By June of that year, I had paid off Tom in full and had developed enough clients to work full-time from home. We set up the office in an extra bedroom, and had a two-bay garage shop and small shed for a table saw and materials.

In 1996, I had the chance to attend a sign industry conference in Long Beach. Taking workshops in airbrush, gilding, sign layout and vehicle graphics was extremely helpful. While in Los Angeles, I drove over to Rick Glawson’s shop to meet him and see his amazing work.

Custom dimensional work Meeting Rick and gleaning ideas and inspiration from SignCraft helped me formulate a new direction for my company. With all of the quick service vinyl sign shops out there, I wanted to focus more on longevity and creativity. I also wanted to move into custom dimensional work and build monument signs.

Fox Run Farm was my very first attempt at a hand carved and gilded lettering sign project. With each new project inquiry I offered clients the option of dimensional signage. My ability and reputation began to grow, and I was soon creating more and more custom signs.

Learning from other sign masters has helped me tremendously. SignCraft regular Dan Sawatzky has been extremely encouraging and helpful. I have gleaned countless valuable business and sign techniques from other SignCraft contributors, too.

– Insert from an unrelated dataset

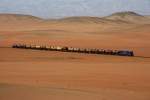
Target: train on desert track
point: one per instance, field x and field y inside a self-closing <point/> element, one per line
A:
<point x="78" y="50"/>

One day I returned to a monument sign project I was working on, and I found a note attached to the sign: “Nice work, call me: Vance Galliher.” I gave Vance a call and soon met Vance at his home shop—filled with beautiful glass projects and the great smells and feel of an “old school” sign shop. He is both a mentor and friend.

Starting over again In October of 2003, Julie and I moved to my hometown of Eugene-Springfield. Starting Oregon Signworks from scratch was challenging. It took two years to gain enough clients to be self-employed once again.

During this time, the most worthwhile investment was website development and search engine optimization. Oregon Signworks gained nationwide recognition for clients seeking custom dimensional signs. Molly’s Pub in Pennsylvania [see page 59] was one such project.

Locally, Oregon Gardens contacted me in 2008 with a massive sign project in Silverton that included an 85-ft.-wide log structure, custom stone pillars, custom lights and a double-sided entry sign below for the resort. This project continues to bring in attention and clientele.

We purchased a 1928 Craftsman Bungalow home, moved in and spent two years in renovations, designing the ground level basement around the sign business, front office, workshop and two-bay garage shop.

Since I have always had a home-based business, our kids, Jill, 19 and Asa, 13, have the opportunity to help out. Jill works part-time and Asa works on an as-needed basis in assembly, production and installation. Jill is outgoing and thorough with a ready smile for our clients. Asa is great at designing, weeding vinyl and using tools.

Having a business at home is a tremendous blessing, with lots of family time. Every day I shake my head in disbelief that I get to do something I absolutely love, be creative, interact with clients and be with my family.